Lalu ada alasan apa lagi bagi mahasiswa untuk terus menerus menjadikan demonstrasi sebagai simbol dari pergerakannya? Boleh dikatakan hampir tidak ada, banyak demonstrasi yang dilakukan hanya oleh 100-200 orang dengan isu-isu yang tidak jelas dan tanpa penjelasan yang jelas pula kepada masyarakat. Demonstrasi dalam skala kecil semacam ini hanya menghabiskan waktu dan membuat kemacetan, menghabiskan waktu karena sesungguhnya isu yang mereka sampaikan tidak didengar oleh pihak-pihak yang mereka datangi untuk menyuarakan aspirasi mereka.
Inilah realita pergerakan mahasiswa saat ini, akibatnya adalah mahasiswa-mahasiswa pintar dan memiliki intelektualitas tinggi cenderung menghindar dari aksi-aksi semacam ini. Para mahasiswa ini memilih berfokus pada pelajaran, mengikuti kegiatan-kegiatan sosial atau mengembangkan bakatnya. Tanpa dipimpin dan didukung mahasiswa-mahasiswa yang memiliki kemampuan intelektual maka pergerakan mahasiswa akan sia-sia dan kehilangan esensinya.
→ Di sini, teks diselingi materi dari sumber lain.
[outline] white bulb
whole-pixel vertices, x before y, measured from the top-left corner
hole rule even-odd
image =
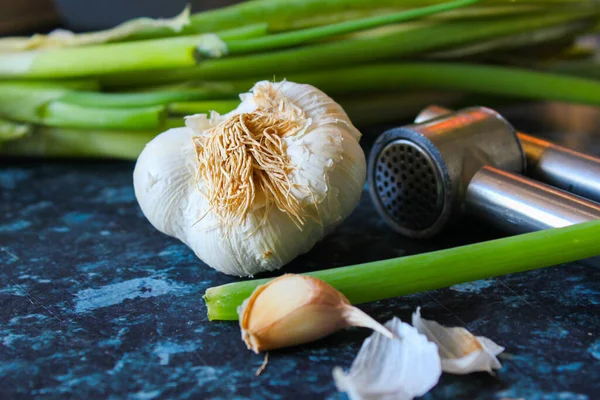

Lalu apa yang bisa dilakukan untuk mengubah kondisi ini? Kunci dari semua ini adalah satu : Reformasi Pergerakan Mahasiswa. Jika selama ini mahasiswa mendesak reformasi, maka saat ini mahasiswalah yang seharusnya mereformasi dirinya sendiri. Pergerakan mahasiswa harus dikembalikan menjadi berdasar pada akal sehat. Demonstrasi-demonstrasi ke depannya harus didukung dengan berbagai data dan bukti yang kuat dan dapat dipertanggungjawabkan. Maka dari itu seluruh Mahasiswa di Indonesia harus mau membuka diri bahwa Pergerakan Mahasiswa bukan hanya demonstrasi.
Pergerakan mahasiswa ke depan dalam opini penulis adalah suatu gerakan yang menitikberatkan pada kegiatan diskusi, kegiatan advokasi, dan kegiatan sosial. Kegiatan diskusi adalah dasar dari segala pergerakan mahasiswa. Layaknya Hatta yang memimpin kelompok diskusi yang membahas perjuangan bangsa Indonesia, maka itulah yang harus ditiru oleh mahasiswa saat ini, mahasiswa harus melakukan diskusi menyeluruh mengenai apa yang menjadi masalah dasar dari negara ini.
Dari diskusi ini, maka masalah ini harus disuarakan ke dalam forum-forum terbuka agar masyarakat tahu dan paham apa yang menjadi perhatian mahasiswa saat ini. Harus diingat bahwa forum terbuka disini bukanlah demonstrasi, melainkan harus diutamakan penulisan-penulisan di koran maupun audiensi dengan pejabat terkait. Tetapi peran mahasiswa tidak boleh berhenti sampai disitu, mahasiswa harus mampu memikirkan solusi apa yang dapat ditawarkan untuk mengatasi masalah-masalah bangsa. Analisa masalah dan penciptaan solusi tidak mungkin ada tanpa diskusi, maka hal inilah yang mendasari mengapa peran diskusi sangat penting dalam reformasi pergerakan mahasiswa.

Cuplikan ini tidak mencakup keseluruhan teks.